Celia Elumba, former director of the Department of Science and Technology’s Philippine Textile Research Institute (PTRI), said natural textiles have revealed competitive advantages.
“You know the Philippines is not trade positive in many things but in vegetable fibers, we are trade positive and this has been shown through time over the decades and more countries have expressed an interest…,” she said during the ASEAN Access Week.
Elumba said major brands are paying attention to concerted consumer activity and demand on the use of natural textile materials.
She added natural textiles also have a captive and underserved market in the country.
Elumba cited a law in the Philippines prescribing the use of tropical fabrics for uniforms of public officials and employees.

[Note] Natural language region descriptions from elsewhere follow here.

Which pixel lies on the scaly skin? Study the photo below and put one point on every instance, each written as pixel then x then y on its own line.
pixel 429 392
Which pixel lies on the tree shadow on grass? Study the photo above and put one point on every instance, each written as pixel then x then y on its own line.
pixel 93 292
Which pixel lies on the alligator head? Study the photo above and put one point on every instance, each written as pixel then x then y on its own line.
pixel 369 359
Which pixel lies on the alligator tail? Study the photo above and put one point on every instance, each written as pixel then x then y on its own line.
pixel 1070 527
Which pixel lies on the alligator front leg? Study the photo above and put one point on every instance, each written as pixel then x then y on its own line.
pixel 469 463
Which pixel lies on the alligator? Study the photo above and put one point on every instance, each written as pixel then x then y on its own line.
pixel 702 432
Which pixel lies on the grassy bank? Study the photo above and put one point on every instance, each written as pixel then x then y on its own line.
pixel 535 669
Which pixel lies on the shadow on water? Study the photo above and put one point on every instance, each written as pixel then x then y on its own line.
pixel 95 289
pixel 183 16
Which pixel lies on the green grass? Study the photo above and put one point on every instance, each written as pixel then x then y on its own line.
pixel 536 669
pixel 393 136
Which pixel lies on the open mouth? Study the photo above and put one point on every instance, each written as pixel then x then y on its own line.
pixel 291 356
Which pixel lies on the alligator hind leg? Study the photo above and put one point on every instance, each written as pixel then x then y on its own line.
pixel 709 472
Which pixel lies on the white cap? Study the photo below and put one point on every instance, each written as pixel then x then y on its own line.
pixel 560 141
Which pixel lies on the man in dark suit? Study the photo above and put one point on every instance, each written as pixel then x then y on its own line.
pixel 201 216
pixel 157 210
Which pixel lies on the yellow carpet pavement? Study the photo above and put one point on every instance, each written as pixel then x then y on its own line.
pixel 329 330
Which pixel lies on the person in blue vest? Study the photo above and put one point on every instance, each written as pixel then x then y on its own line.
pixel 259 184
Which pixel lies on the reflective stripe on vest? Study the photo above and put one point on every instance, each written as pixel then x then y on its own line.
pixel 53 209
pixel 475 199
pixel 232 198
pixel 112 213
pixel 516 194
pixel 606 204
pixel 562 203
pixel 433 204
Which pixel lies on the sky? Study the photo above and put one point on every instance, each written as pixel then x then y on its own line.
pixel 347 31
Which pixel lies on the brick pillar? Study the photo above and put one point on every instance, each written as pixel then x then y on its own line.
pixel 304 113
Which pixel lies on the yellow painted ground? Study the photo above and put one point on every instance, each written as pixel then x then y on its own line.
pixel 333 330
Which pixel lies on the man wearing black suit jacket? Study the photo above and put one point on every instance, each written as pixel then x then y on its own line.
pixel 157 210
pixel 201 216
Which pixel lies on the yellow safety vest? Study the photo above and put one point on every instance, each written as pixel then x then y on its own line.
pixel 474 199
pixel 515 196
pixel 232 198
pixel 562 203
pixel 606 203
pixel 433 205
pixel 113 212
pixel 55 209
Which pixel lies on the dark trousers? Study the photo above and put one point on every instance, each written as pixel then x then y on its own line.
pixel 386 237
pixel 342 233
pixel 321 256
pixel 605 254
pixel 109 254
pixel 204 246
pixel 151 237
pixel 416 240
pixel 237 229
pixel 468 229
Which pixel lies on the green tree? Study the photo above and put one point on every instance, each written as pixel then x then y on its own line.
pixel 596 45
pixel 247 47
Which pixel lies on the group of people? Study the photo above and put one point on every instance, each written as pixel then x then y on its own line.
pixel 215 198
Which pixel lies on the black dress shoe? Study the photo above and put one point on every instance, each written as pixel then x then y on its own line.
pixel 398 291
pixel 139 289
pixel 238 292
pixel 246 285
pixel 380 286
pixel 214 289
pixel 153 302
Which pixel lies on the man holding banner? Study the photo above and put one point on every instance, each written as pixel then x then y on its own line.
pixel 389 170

Tropical fibers include those of abaca, banana and pineapple leaf and silk, she said.
“(There is) potential for 21 million meters of PTF (Philippine tropical fiber) to serve 1.8 million government employees,” she added.
Elumba said there is thus a strong demand for eco-friendly textiles both here and overseas.
“We have a robust community of designers and social enterprises. Materials developed by PTRI are used by social enterprises, designers–a combination of cotton with pineapple leaf, cotton with abaca and cotton with sugar bagasse,” she said.
Elumba said higher natural textile fiber is a “vote for planet earth”.
“Finally, why natural textiles? This is an alternative to micro plastics, it is a micro fiber solution that generates 9.5 million metric tons per year,” she added.